2. Beschaffung von medizinischen Geräten
Das Gebäude des Kinderspitals ist in gutem Zustand. Hingegen sind die medizinischen Geräte veraltet und teilweise nicht mehr funktionstüchtig.

Eine Liste der dringend benötigten Geräte finden Sie auf unserer Website unter https://apas.ch/documents. Sie wurde durch das Personal des Kinderspitals erstellt.

APAS hat sich zum Ziel gesetzt, die Finanzierung von funktionstüchtigen Ersatzgeräten beizubringen.

3. Gründung einer Behandlungsstation für unterernährte Kinder
Die Räumlichkeiten dazu stehen bereits im Spital zur Verfügung.
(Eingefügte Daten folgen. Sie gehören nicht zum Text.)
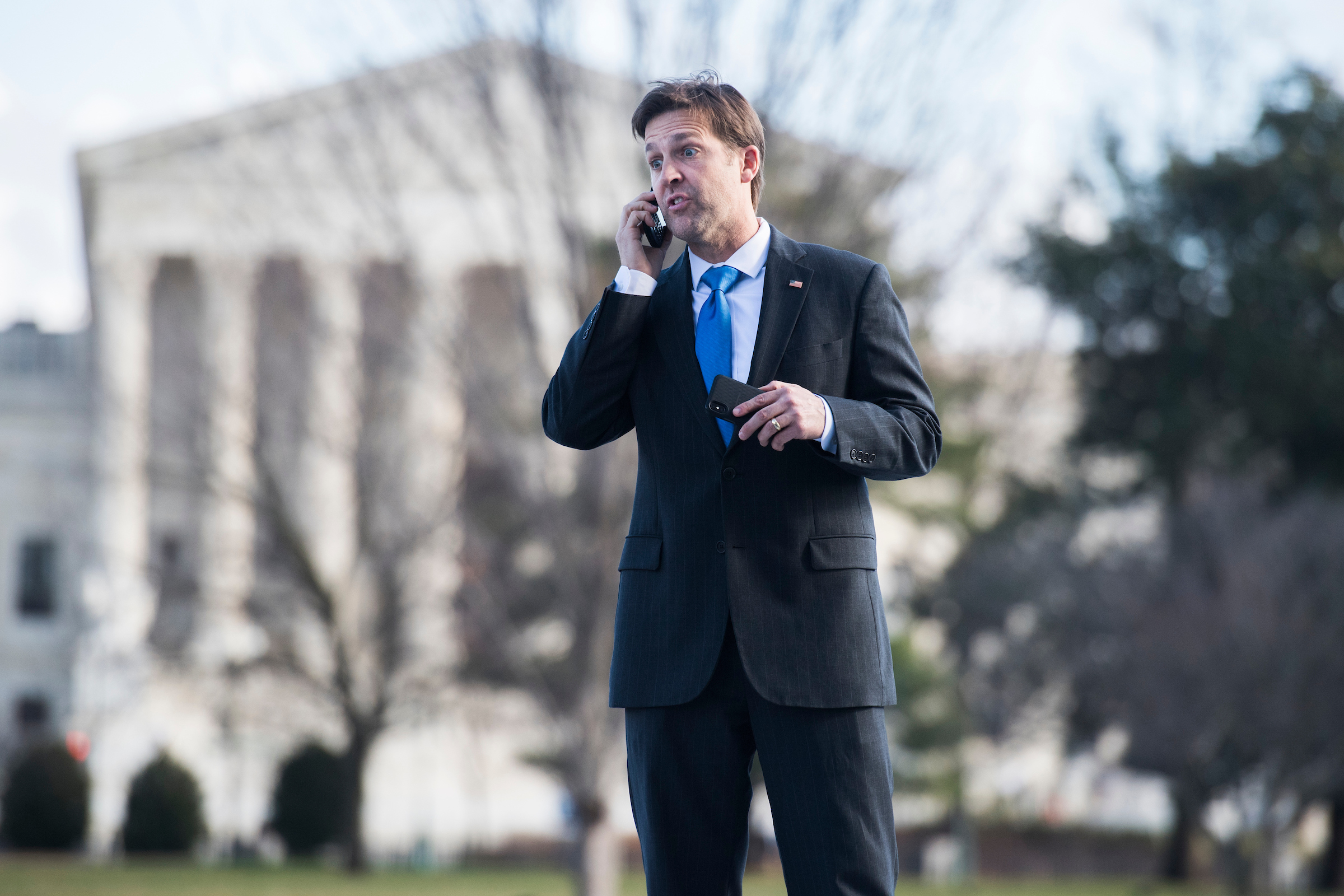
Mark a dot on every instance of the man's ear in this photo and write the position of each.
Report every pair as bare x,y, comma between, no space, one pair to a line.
750,164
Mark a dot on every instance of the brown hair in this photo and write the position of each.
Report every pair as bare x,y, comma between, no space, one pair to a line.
727,112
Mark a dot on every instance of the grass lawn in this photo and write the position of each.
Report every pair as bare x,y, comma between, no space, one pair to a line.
41,876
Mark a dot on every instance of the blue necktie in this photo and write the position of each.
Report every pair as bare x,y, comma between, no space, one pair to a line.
714,332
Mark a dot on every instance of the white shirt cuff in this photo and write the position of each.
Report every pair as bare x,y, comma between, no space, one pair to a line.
633,282
828,435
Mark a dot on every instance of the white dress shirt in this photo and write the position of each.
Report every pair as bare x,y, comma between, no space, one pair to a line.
744,305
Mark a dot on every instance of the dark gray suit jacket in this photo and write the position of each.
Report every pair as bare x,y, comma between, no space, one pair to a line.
781,540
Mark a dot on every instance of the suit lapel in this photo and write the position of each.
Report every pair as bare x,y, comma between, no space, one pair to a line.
780,305
674,328
780,308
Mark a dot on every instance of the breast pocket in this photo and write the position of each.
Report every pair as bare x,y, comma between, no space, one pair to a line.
642,553
812,355
843,553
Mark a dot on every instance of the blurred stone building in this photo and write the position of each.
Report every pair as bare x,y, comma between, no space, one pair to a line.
45,493
284,298
279,296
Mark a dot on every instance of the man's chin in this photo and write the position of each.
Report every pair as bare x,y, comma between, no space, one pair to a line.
689,230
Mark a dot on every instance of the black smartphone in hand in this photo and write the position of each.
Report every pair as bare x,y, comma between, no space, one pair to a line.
659,231
725,395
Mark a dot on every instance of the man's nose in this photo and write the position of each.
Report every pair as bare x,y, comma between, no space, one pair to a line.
670,175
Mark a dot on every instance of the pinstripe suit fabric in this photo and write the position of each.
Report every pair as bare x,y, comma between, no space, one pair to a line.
749,617
781,540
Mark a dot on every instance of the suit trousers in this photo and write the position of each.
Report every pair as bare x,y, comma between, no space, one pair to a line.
827,772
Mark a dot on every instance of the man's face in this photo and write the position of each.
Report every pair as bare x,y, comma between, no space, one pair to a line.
697,176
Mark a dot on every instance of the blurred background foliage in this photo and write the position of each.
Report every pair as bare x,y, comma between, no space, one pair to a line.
1205,621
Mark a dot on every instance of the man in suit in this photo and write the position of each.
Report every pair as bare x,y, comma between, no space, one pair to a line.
749,617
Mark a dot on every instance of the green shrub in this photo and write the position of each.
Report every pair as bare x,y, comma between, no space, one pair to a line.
308,801
46,801
163,809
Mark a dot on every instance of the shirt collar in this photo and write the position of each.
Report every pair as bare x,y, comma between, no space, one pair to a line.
749,258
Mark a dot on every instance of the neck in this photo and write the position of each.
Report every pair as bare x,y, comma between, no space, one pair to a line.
721,246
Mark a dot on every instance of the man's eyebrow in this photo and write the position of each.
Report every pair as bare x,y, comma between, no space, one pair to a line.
682,136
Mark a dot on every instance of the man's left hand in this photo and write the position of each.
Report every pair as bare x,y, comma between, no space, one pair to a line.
799,413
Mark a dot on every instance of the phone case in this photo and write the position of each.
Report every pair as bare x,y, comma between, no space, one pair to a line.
725,395
659,231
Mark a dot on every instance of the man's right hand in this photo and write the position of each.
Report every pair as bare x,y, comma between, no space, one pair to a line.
635,254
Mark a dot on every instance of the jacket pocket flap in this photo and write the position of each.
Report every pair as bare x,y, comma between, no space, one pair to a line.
642,553
844,553
810,355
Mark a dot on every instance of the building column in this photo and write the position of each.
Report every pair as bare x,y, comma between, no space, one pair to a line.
112,662
223,633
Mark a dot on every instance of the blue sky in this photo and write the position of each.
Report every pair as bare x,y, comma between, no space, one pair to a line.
1014,119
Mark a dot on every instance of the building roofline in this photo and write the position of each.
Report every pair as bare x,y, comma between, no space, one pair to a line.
312,101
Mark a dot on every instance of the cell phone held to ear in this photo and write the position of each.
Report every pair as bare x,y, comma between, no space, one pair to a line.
725,395
659,231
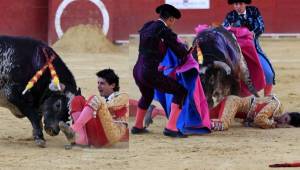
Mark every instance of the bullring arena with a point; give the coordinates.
(85, 50)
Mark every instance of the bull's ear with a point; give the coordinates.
(78, 92)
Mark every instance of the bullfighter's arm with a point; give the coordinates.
(118, 102)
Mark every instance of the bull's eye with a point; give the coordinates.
(57, 105)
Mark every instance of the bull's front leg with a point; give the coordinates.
(36, 121)
(26, 106)
(246, 77)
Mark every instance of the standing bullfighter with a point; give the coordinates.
(155, 38)
(249, 17)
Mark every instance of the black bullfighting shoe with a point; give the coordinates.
(68, 131)
(136, 131)
(174, 134)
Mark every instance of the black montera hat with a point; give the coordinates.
(234, 1)
(168, 10)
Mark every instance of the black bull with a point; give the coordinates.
(20, 59)
(223, 67)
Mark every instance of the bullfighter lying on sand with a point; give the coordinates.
(262, 112)
(99, 121)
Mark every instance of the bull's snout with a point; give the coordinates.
(52, 131)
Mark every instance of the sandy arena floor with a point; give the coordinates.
(238, 148)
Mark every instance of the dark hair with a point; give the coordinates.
(110, 76)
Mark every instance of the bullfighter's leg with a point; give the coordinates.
(143, 104)
(269, 75)
(233, 104)
(169, 85)
(26, 106)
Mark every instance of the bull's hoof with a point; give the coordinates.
(136, 131)
(40, 143)
(148, 117)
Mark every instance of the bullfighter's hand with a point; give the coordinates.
(94, 103)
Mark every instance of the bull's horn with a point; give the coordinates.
(220, 64)
(203, 70)
(54, 87)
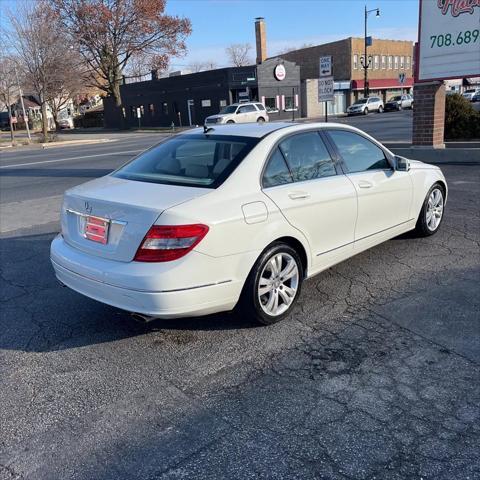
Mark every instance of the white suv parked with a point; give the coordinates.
(365, 106)
(239, 113)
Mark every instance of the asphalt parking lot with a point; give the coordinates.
(376, 374)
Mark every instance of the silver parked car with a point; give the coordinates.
(239, 113)
(366, 105)
(399, 102)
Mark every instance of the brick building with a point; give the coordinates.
(389, 58)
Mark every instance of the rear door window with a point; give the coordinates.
(277, 171)
(189, 160)
(307, 157)
(358, 153)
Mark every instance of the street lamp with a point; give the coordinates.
(367, 61)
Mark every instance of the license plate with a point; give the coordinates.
(96, 229)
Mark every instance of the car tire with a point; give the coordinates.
(271, 307)
(431, 214)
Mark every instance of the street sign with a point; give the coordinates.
(325, 66)
(325, 89)
(449, 38)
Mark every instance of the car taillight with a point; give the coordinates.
(164, 243)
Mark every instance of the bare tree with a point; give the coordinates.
(110, 32)
(8, 88)
(67, 86)
(239, 54)
(196, 67)
(44, 55)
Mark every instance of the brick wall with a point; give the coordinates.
(309, 58)
(385, 48)
(343, 52)
(429, 115)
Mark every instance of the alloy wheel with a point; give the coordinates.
(278, 284)
(434, 210)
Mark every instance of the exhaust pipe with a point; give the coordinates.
(141, 318)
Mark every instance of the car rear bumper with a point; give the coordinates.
(92, 277)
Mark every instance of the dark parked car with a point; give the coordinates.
(399, 102)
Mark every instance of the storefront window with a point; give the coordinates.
(271, 104)
(289, 103)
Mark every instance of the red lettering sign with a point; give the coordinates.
(457, 7)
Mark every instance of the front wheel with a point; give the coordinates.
(273, 285)
(431, 215)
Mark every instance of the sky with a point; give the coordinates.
(290, 23)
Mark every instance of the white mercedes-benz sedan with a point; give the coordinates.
(238, 216)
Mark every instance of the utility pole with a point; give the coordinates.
(366, 62)
(25, 118)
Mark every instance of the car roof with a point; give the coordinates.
(260, 130)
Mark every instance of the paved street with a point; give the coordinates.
(375, 375)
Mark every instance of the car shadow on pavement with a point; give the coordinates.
(38, 314)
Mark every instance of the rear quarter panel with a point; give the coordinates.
(424, 176)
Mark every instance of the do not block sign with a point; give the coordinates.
(325, 89)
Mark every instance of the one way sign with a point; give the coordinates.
(325, 66)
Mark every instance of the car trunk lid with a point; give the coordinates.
(109, 217)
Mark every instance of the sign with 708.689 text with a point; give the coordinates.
(449, 39)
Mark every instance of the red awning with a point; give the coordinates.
(382, 83)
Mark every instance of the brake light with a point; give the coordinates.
(164, 243)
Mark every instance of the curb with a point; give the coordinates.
(447, 156)
(76, 142)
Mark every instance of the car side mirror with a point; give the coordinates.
(402, 164)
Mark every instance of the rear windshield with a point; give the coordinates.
(189, 160)
(229, 109)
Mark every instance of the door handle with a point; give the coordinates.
(298, 195)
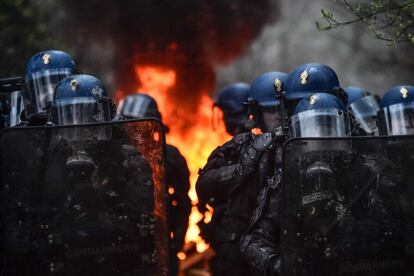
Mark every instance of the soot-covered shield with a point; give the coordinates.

Wir sind daran, die Kosten für die Ausrüstung und das medizinische Verbrauchsmaterial sowie für die Löhne zu ermitteln.

Die Finanzmittel werden dringend benötigt. Ohne Gelder droht die baldige Schliessung des Spitals, sodass jährlich 6‘000 Kinder keine ärztliche Versorgung mehr hätten.

Im jetzigen Kontext der Verbreitung von Ebola in Senegals Nachbarländern ist die medizinische Versorgung der Bevölkerung noch wichtiger als zuvor.